# De-verb



## SuperD (Oct 2, 2015)

Can anyone recommend to me any techniques on how to get rid of reverb on an audio recording (interview voices speaking)? What is the best plug-in out there that can help with the task?


----------



## Udo (Oct 2, 2015)

www.zynaptiq.com/unveil/


----------



## alanb (Oct 2, 2015)

iZotope RX4 Advanced does that, as well as perform myriad forms of incredible/unbelievable audio magic.....


----------



## Anders Wall (Oct 3, 2015)

And I find
https://www.plugin-alliance.com/en/products/spl_de-verb.html
to be easier and faster to work with.
(have RX, only tried a demo of unveil...)

Best,
Anders


----------



## Guy Rowland (Oct 3, 2015)

Just to add that in RX5, de-reverb is also available in standard RX.


----------



## Udo (Oct 3, 2015)

Some comments about UNVEIL. Although the poster's current requirements are rather basic, some of UNVEIL's unique features (at least at the time I bought it) are worth mentioning.

What attracted me is that it allows you to make very subtle changes in reverb characteristics and signal focusing. Very useful when attempting to keep as much as possible of the original ambiance when you're blending instruments and sections with different "baked-in" reverbs (there's of course some work involved ).


----------



## wst3 (Oct 3, 2015)

I own SPL Transient Designer and Zynaptiq Unveil... DeVerb is a reduced feature version of Transient Designer, and for some tasks it is sufficient. But it is not always up to the task. Even the full version of Transient Designer can't really reduce reverberation, what it can do is sharpen attacks, which can be a great facsimile thereof.

Unveil is friggin voodoo! It can work miracles, but it is not the easiest plugin to learn or use. If you go that route set aside a few hours to just horse around with it as you figure out what the various controls do.

Izotope RX falls somewhere in between. It can do a lot, and if I ever get involved in cleaning up recordings again it will be my first purchase. It is easier to use than Unveil, but it won't work as well on really complex material.

I haven't heard your recording, so I'm at a bit of a loss. I'd probably download the demo versions of RX and Unveil and give them a spin.


----------



## SuperD (Oct 3, 2015)

wst3 said:


> I own SPL Transient Designer and Zynaptiq Unveil... DeVerb is a reduced feature version of Transient Designer, and for some tasks it is sufficient. But it is not always up to the task. Even the full version of Transient Designer can't really reduce reverberation, what it can do is sharpen attacks, which can be a great facsimile thereof.
> 
> Unveil is friggin voodoo! It can work miracles, but it is not the easiest plugin to learn or use.
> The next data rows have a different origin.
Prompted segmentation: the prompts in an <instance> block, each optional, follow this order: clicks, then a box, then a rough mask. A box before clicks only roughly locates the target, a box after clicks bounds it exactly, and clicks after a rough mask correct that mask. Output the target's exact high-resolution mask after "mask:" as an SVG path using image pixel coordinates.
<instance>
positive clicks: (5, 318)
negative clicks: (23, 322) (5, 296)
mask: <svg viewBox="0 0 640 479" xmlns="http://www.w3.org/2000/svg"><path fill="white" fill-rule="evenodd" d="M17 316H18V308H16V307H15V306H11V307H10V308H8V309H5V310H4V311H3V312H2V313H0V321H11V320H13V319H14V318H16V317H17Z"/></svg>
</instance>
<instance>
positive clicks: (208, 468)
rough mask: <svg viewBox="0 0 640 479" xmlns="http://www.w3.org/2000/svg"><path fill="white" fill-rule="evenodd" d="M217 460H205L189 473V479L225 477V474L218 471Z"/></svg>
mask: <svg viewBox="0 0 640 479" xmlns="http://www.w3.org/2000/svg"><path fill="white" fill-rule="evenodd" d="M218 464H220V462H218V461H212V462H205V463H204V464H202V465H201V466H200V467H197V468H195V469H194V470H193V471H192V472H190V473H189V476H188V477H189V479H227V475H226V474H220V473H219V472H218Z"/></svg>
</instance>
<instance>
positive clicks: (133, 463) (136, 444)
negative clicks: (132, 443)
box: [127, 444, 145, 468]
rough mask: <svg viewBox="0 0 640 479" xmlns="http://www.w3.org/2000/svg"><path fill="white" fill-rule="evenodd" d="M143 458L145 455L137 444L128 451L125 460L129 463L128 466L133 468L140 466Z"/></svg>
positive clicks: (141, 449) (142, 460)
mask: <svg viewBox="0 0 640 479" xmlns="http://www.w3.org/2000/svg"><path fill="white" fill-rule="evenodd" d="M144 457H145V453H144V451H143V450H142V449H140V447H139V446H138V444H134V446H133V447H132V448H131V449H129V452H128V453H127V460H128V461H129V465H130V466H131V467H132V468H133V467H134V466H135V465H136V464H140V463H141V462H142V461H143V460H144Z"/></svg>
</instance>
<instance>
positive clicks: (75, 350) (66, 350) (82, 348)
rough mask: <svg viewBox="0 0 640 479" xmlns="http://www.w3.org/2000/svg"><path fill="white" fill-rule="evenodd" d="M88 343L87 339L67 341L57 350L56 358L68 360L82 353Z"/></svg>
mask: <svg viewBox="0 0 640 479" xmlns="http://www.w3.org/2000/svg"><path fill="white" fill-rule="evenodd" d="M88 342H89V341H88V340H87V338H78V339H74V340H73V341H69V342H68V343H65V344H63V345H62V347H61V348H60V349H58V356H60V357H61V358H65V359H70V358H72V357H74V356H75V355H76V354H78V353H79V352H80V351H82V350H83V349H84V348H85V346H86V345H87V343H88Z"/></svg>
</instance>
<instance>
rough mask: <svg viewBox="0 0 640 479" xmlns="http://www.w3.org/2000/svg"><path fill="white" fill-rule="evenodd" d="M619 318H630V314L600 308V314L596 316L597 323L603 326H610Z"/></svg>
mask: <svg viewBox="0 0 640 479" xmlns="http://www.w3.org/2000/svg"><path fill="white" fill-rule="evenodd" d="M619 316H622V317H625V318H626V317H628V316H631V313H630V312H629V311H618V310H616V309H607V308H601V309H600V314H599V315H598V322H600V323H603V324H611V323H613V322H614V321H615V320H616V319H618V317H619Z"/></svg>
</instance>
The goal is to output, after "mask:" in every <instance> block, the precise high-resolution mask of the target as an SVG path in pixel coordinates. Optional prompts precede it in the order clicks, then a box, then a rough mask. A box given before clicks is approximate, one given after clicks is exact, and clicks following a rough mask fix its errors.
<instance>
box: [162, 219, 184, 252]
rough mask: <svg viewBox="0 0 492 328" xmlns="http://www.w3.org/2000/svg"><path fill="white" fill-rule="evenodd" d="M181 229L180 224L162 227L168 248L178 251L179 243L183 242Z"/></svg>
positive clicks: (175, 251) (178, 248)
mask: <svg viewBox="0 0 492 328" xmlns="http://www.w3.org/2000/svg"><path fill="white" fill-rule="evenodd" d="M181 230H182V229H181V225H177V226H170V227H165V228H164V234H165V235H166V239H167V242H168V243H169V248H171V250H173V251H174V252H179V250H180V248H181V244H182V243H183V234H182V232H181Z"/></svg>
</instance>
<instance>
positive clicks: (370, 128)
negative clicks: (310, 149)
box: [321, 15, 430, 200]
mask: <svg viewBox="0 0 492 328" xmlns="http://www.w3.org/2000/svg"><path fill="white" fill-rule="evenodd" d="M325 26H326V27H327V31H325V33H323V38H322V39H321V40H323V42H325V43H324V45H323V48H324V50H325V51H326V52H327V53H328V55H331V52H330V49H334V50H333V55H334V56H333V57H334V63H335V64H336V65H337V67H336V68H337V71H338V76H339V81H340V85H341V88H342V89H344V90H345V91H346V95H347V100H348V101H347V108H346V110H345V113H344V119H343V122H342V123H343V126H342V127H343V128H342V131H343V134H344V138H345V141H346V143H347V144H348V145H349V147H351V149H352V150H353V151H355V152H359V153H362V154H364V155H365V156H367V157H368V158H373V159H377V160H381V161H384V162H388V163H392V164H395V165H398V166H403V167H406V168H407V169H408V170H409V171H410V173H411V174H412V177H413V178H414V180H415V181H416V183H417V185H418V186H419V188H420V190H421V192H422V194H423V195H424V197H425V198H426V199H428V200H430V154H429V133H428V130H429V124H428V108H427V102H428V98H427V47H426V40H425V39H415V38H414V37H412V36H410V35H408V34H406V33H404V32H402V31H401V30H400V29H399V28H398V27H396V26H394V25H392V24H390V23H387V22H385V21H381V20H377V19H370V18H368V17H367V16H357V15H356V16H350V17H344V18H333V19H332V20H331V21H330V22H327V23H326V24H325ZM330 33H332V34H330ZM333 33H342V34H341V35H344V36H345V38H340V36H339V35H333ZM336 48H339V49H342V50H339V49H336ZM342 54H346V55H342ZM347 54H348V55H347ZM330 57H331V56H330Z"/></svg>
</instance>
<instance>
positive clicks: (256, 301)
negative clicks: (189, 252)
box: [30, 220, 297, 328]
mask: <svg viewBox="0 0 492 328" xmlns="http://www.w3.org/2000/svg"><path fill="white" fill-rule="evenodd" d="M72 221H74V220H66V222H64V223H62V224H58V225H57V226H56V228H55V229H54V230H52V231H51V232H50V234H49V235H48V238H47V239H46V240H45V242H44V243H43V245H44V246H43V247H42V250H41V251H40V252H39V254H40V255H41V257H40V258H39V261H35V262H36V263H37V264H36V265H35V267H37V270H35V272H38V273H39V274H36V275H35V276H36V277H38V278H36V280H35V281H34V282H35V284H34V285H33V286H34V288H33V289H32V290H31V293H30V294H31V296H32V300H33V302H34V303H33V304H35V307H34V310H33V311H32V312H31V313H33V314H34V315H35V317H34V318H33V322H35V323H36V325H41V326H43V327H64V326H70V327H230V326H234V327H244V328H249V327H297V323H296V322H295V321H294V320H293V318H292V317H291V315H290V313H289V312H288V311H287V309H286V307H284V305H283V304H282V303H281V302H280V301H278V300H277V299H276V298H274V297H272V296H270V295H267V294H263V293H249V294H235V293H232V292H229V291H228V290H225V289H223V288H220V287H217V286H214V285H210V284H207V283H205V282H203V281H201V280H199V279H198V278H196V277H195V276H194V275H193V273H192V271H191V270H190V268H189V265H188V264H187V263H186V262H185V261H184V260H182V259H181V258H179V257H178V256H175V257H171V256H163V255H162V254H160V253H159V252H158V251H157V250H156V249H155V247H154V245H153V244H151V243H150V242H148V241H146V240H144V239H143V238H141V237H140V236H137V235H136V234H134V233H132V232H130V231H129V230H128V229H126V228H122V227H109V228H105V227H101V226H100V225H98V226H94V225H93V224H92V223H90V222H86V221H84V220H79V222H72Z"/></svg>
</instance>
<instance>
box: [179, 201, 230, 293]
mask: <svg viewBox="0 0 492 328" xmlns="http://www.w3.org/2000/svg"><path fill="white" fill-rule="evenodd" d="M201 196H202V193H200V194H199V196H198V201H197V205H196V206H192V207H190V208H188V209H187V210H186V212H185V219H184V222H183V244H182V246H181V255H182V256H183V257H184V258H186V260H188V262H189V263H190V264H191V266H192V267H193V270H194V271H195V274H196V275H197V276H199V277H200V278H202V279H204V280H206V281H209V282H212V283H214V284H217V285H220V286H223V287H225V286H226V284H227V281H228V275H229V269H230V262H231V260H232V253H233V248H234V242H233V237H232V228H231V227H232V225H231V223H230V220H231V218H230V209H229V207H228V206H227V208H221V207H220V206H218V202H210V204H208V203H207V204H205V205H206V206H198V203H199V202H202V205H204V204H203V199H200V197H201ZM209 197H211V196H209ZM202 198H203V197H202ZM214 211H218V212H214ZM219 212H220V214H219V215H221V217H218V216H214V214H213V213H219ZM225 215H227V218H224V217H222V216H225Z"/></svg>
If you go that route set aside a few hours to just horse around with it as you figure out what the various controls do.
> 
> ...


Excellent insight, thank you!


----------



## Hannes_F (Oct 3, 2015)

An alternative perhaps: https://acondigital.com/products/deverberate/
The problem with most that I tested is that they get bumpy or chirpy on some point. However I never compared to Unveil because I wanted to spare that demo for the time when I should really need the plugin.


----------



## rayinstirling (Oct 4, 2015)

Guy Rowland said:


> Just to add that in RX5, de-reverb is also available in standard RX.


I'm waiting in anticipation of extending my palette of toys no no no tools


----------



## Guy Rowland (Oct 4, 2015)

Hannes_F said:


> The problem with most that I tested is that they get bumpy or chirpy on some point.



Yes, this I think will always happen with everything when pushed. It's interesting that another one of Zynaptiq's products in UnChirp, which gets rid of some of this (predictably enough that's not perfect either - but it has worked wonders for me on some stuff). I'm hoping that the algorithms keep improving with each passing year.

I confess I'm turning more to RX than Unveil these days, but find it varies on job to job. I've heard good things about deverberate too - the Pro Tools Expert review is good IIRC. I'm not sure it's better than either of the other main ones, but its at an amazing price right now, take a look at jrrshop.


----------



## synthetic (Oct 11, 2015)

iZotope added this feature to the more affordable RX5 Audio Editor, just released.


----------